Susan Boyle Energizes the World

The Susan Boyle Bubble

April 16, 2009

Bullying robs us all

From the LA Times:

[Susan] Boyle's story resembles that of Paul Potts, a shy cellphone salesman turned opera tenor who won the first season of "Britain's Got Talent" in 2007 by belting out a credible rendition of Puccini's aria "Nessun Dorma."

Potts' performance was another online sensation, with more than 43 million views to date. Bullying at school undermined his confidence, he said in interviews. Boyle also told a British newspaper that she was bullied at school for her frizzy hair and for having learning difficulties.


Susan Boyle has been an inspiration to millions in the past several days.  Paul Potts' story is every bit as inspiring, given his downtrodden, miserable demeanor.  In both cases, bullying in their early school years helped to squelch their talents.  Bullying can haunt people for their entire lives-- why on earth do we tolerate it?  What gifts are we collectively throwing into the trash bin by allowing children to be bullied?

For more on Potts try this (his early performances on Britain's Got Talent) and this (the final -- which he won).  Even as a woman who has watched the Susan Boyle YouTube clip approximately 597 times in the past 48 hours, I have to say that Paul Potts is every bit her equal in surprising and wonderful talent.  And unlike Susan Boyle, he seems to wear an expression of pain on his face, even when the judges are exclaiming that they're blown away by his abilities.  This poor guy was seriously damaged by bullying.

Incidentally, Potts didn't go to a music school to learn to sing opera.  He took some prize winnings and went straight to Italy.  As an unschooler, I love that!

April 15, 2009

Brava

This is my first "random" post.  I thought about dressing it up with some kind of point, such as "Never judge a book by its cover," or "Why did it take this woman 47 years to find appreciation for her talent?"

But really, it's just a wonderful moment on television.  Go watch this uplifting bit on YouTube (and click "more info" for the lyrics).

Addendum, via the San Francisco Gate:

Ms.
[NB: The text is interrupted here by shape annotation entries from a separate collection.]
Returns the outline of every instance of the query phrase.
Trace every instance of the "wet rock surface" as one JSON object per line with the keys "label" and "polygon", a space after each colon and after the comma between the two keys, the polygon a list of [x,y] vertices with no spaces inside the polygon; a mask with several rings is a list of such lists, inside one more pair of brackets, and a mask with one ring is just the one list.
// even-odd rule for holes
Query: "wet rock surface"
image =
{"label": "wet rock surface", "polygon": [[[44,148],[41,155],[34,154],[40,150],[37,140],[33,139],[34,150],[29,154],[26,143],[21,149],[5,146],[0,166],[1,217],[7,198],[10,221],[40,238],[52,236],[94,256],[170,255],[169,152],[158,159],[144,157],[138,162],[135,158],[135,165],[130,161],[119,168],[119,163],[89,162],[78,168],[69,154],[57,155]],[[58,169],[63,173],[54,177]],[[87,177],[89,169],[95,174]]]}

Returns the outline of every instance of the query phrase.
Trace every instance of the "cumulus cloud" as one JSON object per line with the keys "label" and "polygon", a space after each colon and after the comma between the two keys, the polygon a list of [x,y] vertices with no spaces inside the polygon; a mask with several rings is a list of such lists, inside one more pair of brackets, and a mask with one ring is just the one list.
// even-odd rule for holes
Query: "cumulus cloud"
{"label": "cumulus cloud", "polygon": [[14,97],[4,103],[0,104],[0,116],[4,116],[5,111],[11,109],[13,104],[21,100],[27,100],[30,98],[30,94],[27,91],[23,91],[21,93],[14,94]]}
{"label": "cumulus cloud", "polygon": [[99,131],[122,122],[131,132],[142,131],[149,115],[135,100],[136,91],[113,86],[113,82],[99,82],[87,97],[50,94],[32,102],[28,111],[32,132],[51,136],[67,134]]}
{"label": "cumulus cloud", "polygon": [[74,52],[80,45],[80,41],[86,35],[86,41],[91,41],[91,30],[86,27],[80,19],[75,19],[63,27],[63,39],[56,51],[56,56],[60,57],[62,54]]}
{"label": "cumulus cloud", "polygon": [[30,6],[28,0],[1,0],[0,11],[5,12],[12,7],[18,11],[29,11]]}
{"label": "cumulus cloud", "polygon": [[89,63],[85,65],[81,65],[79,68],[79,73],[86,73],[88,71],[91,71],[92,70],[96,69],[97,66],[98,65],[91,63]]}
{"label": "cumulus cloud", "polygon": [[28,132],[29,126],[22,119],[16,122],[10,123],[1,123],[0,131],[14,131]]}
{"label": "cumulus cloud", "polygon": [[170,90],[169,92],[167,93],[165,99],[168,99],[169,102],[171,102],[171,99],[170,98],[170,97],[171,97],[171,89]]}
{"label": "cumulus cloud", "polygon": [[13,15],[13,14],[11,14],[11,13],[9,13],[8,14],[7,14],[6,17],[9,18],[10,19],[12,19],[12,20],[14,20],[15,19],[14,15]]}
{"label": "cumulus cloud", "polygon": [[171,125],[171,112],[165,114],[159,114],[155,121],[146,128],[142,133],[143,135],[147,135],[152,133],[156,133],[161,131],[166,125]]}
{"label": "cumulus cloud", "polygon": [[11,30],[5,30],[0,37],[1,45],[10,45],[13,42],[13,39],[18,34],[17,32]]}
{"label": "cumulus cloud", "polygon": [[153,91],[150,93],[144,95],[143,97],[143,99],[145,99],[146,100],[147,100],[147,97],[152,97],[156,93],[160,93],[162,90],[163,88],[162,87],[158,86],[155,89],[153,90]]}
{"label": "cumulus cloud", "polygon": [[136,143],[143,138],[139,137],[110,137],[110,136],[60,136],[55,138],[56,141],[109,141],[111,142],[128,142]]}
Boyle cared for her mother until the elder Boyle's passing in 2007 at the age of 91; her father passed away 10 years before. Living alone, Susan attends church each weekend and it was there that her singing talent developed, and where her late mother encouraged her to sing, but Boyle had reportedly stopped singing and did not know how she would do on that Saturday night she shocked the World.

Susan's life has not been one without pain. Sadly, she was abused and starved of oxygen at birth and has a learning disability because of the act. Ms. Boyle says she was teased by classmates, and reportedly the scars of their comments remain to this day.

It's hard not to think of her as the Heroine of the Common People.